Meine Cousine hat Bilder mitgebracht. Klein Silvia mit Tante Ria UND Oma Leni. Es ist mir scheißegal, ob wir im Pub sitzen, ich heule. Bin gerührt. Weil ich sehe, es gab Menschen denen ich mich verbunden fühlte. Ich hatte es nur vergessen. Und, ja, es waren nicht meine Eltern, sondern deren Eltern und Tanten, die mir Geborgenheit gaben. Es tut gut, sich daran zu erinnern. Zugehörigkeitsgefühl ist ein weiterer Mangel. Ich dachte immer, mich wollte keiner haben. Jetzt weiß ich, die Alten wollten.Das ist mehr, als manch anderes Kind je bekommen wird. Ich bin jetzt einfach mal dankbar.

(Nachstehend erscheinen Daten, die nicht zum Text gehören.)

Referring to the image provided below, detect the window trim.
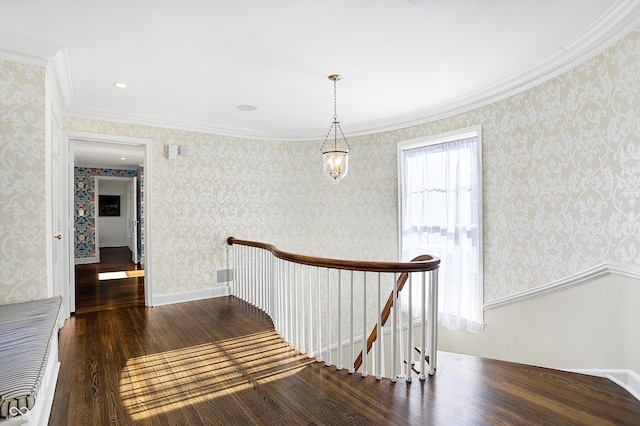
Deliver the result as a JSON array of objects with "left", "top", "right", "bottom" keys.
[{"left": 397, "top": 125, "right": 484, "bottom": 322}]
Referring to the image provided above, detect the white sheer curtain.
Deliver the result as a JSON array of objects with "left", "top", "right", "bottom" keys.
[{"left": 401, "top": 137, "right": 483, "bottom": 332}]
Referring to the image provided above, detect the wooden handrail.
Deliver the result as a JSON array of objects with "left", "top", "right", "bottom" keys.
[
  {"left": 353, "top": 255, "right": 432, "bottom": 370},
  {"left": 227, "top": 237, "right": 440, "bottom": 272}
]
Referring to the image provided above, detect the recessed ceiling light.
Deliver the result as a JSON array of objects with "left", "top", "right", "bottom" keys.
[{"left": 236, "top": 105, "right": 258, "bottom": 112}]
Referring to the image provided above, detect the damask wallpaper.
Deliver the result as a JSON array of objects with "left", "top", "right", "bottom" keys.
[
  {"left": 0, "top": 29, "right": 640, "bottom": 302},
  {"left": 74, "top": 167, "right": 144, "bottom": 259},
  {"left": 0, "top": 60, "right": 47, "bottom": 304}
]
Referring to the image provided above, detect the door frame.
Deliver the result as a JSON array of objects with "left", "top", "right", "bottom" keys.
[{"left": 62, "top": 130, "right": 153, "bottom": 312}]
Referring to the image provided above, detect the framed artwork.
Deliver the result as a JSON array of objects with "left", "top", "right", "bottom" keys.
[{"left": 98, "top": 195, "right": 120, "bottom": 216}]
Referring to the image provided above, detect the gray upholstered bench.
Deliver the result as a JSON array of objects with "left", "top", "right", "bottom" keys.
[{"left": 0, "top": 297, "right": 61, "bottom": 425}]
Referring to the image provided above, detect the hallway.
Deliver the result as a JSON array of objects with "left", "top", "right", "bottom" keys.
[{"left": 75, "top": 247, "right": 144, "bottom": 314}]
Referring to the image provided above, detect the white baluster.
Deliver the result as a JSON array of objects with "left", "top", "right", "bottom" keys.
[
  {"left": 336, "top": 269, "right": 342, "bottom": 370},
  {"left": 375, "top": 272, "right": 382, "bottom": 380},
  {"left": 325, "top": 268, "right": 331, "bottom": 366},
  {"left": 299, "top": 265, "right": 307, "bottom": 354},
  {"left": 349, "top": 271, "right": 355, "bottom": 374},
  {"left": 362, "top": 272, "right": 369, "bottom": 377},
  {"left": 316, "top": 267, "right": 322, "bottom": 362},
  {"left": 391, "top": 274, "right": 398, "bottom": 382},
  {"left": 307, "top": 265, "right": 313, "bottom": 358},
  {"left": 429, "top": 269, "right": 438, "bottom": 374},
  {"left": 418, "top": 272, "right": 427, "bottom": 380}
]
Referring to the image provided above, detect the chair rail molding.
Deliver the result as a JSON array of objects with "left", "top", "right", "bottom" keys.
[{"left": 484, "top": 262, "right": 640, "bottom": 311}]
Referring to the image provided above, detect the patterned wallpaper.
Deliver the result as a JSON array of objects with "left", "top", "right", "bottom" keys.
[
  {"left": 394, "top": 29, "right": 640, "bottom": 302},
  {"left": 0, "top": 60, "right": 47, "bottom": 304},
  {"left": 64, "top": 26, "right": 640, "bottom": 302},
  {"left": 0, "top": 26, "right": 640, "bottom": 302},
  {"left": 74, "top": 167, "right": 144, "bottom": 259}
]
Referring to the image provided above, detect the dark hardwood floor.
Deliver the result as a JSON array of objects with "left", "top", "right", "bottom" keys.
[
  {"left": 49, "top": 297, "right": 640, "bottom": 425},
  {"left": 75, "top": 247, "right": 144, "bottom": 314}
]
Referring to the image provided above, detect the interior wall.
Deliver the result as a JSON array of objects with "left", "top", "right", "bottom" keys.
[
  {"left": 98, "top": 179, "right": 131, "bottom": 248},
  {"left": 438, "top": 275, "right": 640, "bottom": 372},
  {"left": 0, "top": 59, "right": 50, "bottom": 304},
  {"left": 58, "top": 26, "right": 640, "bottom": 302}
]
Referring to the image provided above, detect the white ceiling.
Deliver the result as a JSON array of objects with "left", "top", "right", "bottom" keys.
[{"left": 0, "top": 0, "right": 640, "bottom": 148}]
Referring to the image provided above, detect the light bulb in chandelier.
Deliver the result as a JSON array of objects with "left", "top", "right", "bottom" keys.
[{"left": 320, "top": 74, "right": 351, "bottom": 184}]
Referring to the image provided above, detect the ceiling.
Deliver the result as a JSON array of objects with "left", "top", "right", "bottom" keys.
[{"left": 0, "top": 0, "right": 640, "bottom": 150}]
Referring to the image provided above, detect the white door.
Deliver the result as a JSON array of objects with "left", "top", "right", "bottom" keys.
[
  {"left": 127, "top": 177, "right": 139, "bottom": 263},
  {"left": 51, "top": 118, "right": 70, "bottom": 318}
]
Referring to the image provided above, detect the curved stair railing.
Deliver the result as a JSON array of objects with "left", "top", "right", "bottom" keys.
[{"left": 227, "top": 237, "right": 440, "bottom": 381}]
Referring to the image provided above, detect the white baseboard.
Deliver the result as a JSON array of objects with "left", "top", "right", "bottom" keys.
[
  {"left": 75, "top": 256, "right": 100, "bottom": 265},
  {"left": 151, "top": 285, "right": 231, "bottom": 306},
  {"left": 567, "top": 369, "right": 640, "bottom": 401}
]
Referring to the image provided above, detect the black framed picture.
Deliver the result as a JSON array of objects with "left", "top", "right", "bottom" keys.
[{"left": 98, "top": 195, "right": 120, "bottom": 216}]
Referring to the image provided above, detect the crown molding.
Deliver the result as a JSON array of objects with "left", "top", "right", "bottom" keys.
[
  {"left": 0, "top": 33, "right": 74, "bottom": 109},
  {"left": 344, "top": 0, "right": 640, "bottom": 136},
  {"left": 484, "top": 262, "right": 640, "bottom": 311},
  {"left": 5, "top": 0, "right": 640, "bottom": 141}
]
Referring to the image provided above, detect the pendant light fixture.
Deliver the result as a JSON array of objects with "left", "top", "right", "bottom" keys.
[{"left": 320, "top": 74, "right": 351, "bottom": 184}]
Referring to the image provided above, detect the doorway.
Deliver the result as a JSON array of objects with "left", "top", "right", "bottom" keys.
[{"left": 65, "top": 132, "right": 151, "bottom": 313}]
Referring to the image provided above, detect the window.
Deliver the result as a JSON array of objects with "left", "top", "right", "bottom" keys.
[{"left": 398, "top": 127, "right": 483, "bottom": 331}]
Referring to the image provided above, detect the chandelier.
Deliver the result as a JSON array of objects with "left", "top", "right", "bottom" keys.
[{"left": 320, "top": 74, "right": 351, "bottom": 184}]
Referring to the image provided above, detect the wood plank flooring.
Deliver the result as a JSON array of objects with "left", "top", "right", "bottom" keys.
[
  {"left": 75, "top": 247, "right": 144, "bottom": 313},
  {"left": 49, "top": 297, "right": 640, "bottom": 425}
]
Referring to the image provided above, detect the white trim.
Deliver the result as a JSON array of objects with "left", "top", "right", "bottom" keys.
[
  {"left": 484, "top": 262, "right": 640, "bottom": 311},
  {"left": 565, "top": 369, "right": 640, "bottom": 401},
  {"left": 100, "top": 242, "right": 129, "bottom": 248},
  {"left": 6, "top": 0, "right": 640, "bottom": 141},
  {"left": 75, "top": 256, "right": 100, "bottom": 265},
  {"left": 62, "top": 129, "right": 153, "bottom": 310},
  {"left": 151, "top": 285, "right": 231, "bottom": 306}
]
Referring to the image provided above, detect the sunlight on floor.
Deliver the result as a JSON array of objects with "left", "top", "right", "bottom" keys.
[
  {"left": 120, "top": 331, "right": 313, "bottom": 421},
  {"left": 98, "top": 269, "right": 144, "bottom": 281}
]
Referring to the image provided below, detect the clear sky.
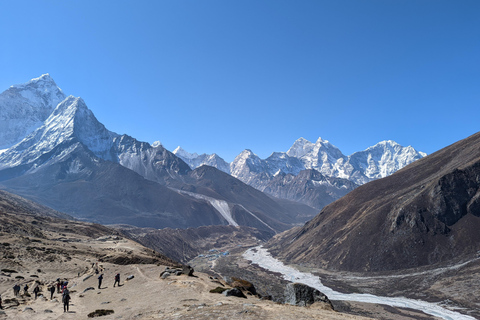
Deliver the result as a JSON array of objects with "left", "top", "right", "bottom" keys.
[{"left": 0, "top": 0, "right": 480, "bottom": 161}]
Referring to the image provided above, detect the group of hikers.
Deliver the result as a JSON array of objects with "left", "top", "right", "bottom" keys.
[{"left": 5, "top": 269, "right": 120, "bottom": 312}]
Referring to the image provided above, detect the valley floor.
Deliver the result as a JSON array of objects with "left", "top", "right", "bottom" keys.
[
  {"left": 192, "top": 244, "right": 480, "bottom": 320},
  {"left": 0, "top": 232, "right": 372, "bottom": 320}
]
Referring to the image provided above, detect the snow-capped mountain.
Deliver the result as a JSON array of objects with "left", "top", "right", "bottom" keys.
[
  {"left": 174, "top": 138, "right": 426, "bottom": 190},
  {"left": 0, "top": 74, "right": 65, "bottom": 149},
  {"left": 177, "top": 138, "right": 426, "bottom": 209},
  {"left": 0, "top": 75, "right": 315, "bottom": 232},
  {"left": 0, "top": 96, "right": 118, "bottom": 172},
  {"left": 173, "top": 146, "right": 230, "bottom": 173}
]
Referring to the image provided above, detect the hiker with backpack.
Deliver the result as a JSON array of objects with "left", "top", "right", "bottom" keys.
[
  {"left": 62, "top": 288, "right": 71, "bottom": 312},
  {"left": 113, "top": 273, "right": 120, "bottom": 288},
  {"left": 98, "top": 273, "right": 103, "bottom": 289},
  {"left": 49, "top": 284, "right": 55, "bottom": 300},
  {"left": 33, "top": 286, "right": 40, "bottom": 300},
  {"left": 13, "top": 283, "right": 20, "bottom": 297}
]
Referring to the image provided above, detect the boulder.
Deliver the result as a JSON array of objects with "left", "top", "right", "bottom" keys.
[
  {"left": 182, "top": 266, "right": 194, "bottom": 277},
  {"left": 285, "top": 283, "right": 333, "bottom": 310},
  {"left": 229, "top": 277, "right": 257, "bottom": 295},
  {"left": 223, "top": 288, "right": 247, "bottom": 299}
]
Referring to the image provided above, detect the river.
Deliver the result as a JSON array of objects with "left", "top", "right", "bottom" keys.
[{"left": 243, "top": 246, "right": 476, "bottom": 320}]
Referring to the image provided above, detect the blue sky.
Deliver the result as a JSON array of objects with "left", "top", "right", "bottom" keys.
[{"left": 0, "top": 0, "right": 480, "bottom": 161}]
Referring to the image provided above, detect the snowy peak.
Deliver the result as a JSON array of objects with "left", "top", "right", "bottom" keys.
[
  {"left": 348, "top": 140, "right": 426, "bottom": 183},
  {"left": 173, "top": 146, "right": 198, "bottom": 161},
  {"left": 0, "top": 96, "right": 117, "bottom": 168},
  {"left": 287, "top": 138, "right": 315, "bottom": 158},
  {"left": 173, "top": 146, "right": 230, "bottom": 173},
  {"left": 0, "top": 74, "right": 65, "bottom": 149}
]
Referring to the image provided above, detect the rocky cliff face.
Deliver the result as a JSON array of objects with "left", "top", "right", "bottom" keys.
[{"left": 271, "top": 133, "right": 480, "bottom": 271}]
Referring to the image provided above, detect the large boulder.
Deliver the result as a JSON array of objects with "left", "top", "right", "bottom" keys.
[
  {"left": 285, "top": 283, "right": 333, "bottom": 310},
  {"left": 223, "top": 288, "right": 247, "bottom": 299},
  {"left": 229, "top": 277, "right": 257, "bottom": 295}
]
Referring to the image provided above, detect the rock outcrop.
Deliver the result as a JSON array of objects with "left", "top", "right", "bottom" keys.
[{"left": 285, "top": 283, "right": 333, "bottom": 310}]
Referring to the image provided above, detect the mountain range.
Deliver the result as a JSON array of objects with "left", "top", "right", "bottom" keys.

Auch bin ich froh, meine Cousine wiedergetroffen zu haben. Wir verstehen uns auf eine coole Art. Wenn die Bilder gescant sind, werden sie nachgeliefert.
Darüber, in welchem Zustand, ich mit dem Auto die Heimreise antrat — lassen wir das. Leichtsinn. Es ist gut gegangen.
Jetzt sage ich gute Nacht.
Für Ria
Jahrzehnte hatten wir uns nicht gesehen, weil ich dachte, wegen den Zwistigkeiten in der Familie sei ich nicht willkommen.
Dann eines Tages des letzten Jahres, etwa um die Zeit, wie jetzt, steigen eine alte und eine jüngere Dame, am Bahnhof, in mein Taxi. Wie gewöhnlich helfe ich ein wenig dabei und packe den Rollator in den Kofferraum. Sie nennen mir die Adresse und ich denke: Das könnte das Haus sein, in dem Tante Ria gewohnt hat. Und tatsächlich ist es so. Das tue ich auch gleich kund: In dem Haus hat mal meine Tante gewohnt.
Von der Rückbank die Frage:Wie hieß die Tante denn, wir kennen eigentlich alle, die hier gewohnt haben.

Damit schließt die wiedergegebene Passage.